Mr Quattrocchi denies any wrongdoing
Delhi has sent a formal request to freeze more than $4m lying in a UK bank, which was allegedly paid by a Swedish firm to the businessman - Ottavio Quattrocchi.
He is accused of being one of the recipients of alleged bribes made by the Swedish artillery manufacturer AB Bofors in the mid-1980's, to win a contract to supply the Indian army with howitzer guns.
Spokesman G Mohanty of India's main investigating agency, the Central Bureau of Investigation (CBI), told the BBC it had requested the UK authorities to investigate how this money had reached Mr Quattrocchi's bank account in London.

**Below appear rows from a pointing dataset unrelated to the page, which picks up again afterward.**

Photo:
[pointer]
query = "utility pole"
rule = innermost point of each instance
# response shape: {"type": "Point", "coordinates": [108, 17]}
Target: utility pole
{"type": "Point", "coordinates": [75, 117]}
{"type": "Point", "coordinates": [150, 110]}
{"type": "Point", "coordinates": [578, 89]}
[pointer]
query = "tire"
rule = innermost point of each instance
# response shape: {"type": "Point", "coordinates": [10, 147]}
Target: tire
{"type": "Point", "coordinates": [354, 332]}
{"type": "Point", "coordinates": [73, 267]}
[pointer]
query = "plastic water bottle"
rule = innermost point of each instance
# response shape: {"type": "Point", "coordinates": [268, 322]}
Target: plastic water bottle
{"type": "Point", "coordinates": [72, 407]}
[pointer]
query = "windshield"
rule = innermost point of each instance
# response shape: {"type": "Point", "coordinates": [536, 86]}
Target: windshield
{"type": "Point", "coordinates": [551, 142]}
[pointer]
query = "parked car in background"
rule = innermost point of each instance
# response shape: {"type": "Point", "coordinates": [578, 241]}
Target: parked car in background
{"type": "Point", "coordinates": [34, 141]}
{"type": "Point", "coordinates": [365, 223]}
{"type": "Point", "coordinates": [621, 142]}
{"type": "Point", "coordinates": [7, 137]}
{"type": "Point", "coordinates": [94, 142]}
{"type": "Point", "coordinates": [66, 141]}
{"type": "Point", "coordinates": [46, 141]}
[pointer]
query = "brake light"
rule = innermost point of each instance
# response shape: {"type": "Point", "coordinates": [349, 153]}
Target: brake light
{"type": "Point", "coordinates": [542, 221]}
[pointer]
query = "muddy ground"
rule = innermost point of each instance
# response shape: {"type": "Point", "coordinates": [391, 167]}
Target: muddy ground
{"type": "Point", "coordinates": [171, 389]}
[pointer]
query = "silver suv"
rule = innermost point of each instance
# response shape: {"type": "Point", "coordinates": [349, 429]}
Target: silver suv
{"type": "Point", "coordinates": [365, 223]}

"We had already informed the Interpol about this but the British government had asked for an official letter before it could take any action," said Mr Mohanty.
The investigating authorities say Mr Quattrocchi used his close association with former Indian Prime Minister Rajiv Gandhi, to clinch a deal to supply 410 Howitzer guns to the Indian army.
The Bofors guns triggered a political scandal
The CBI says Sweden's National Audit Bureau reported several years ago that Bofors had paid sums of money to its agents in India.
The Indian Ministry of Defence says the contract between the Indian Government and Bofors laid down that there would be no intermediary in that particular deal.
The CBI has also levelled charges against the British-based billionaire Hinduja brothers in the same case.
That case is proceeding through the Indian legal system.
The Bofors issue has dogged India's political scene for over a decade and a half.
The scandal became the main issue in India's general elections in 1989, and led to the defeat of the Prime Minister at the time, Rajiv Gandhi.
The scandal dates back to the mid-1980s when the Indian Government finalised a $1.3bn deal with Bofors to supply 400 artillery howitzers.
Indian authorities say Mr Quattrocchi was an intermediary in the case, and received $7m in illegal payments.
He was arrested by Malaysian police several years ago after Interpol requested his detention, but was later released on bail although his passport was impounded.
Last December, a Malaysian court rejected an Indian request for Mr Quattrocchi's extradition.
He was friends with Rajiv Gandhi and his widow Sonia Gandhi, who is at present the leader of the opposition Congress party.
The current accusations followed long investigations by the Indian police implicating several top politicians, including Rajiv Gandhi.
Mr Quattrocchi has denied any wrongdoing and said he is the victim of political vendetta because of his links to the Gandhi family.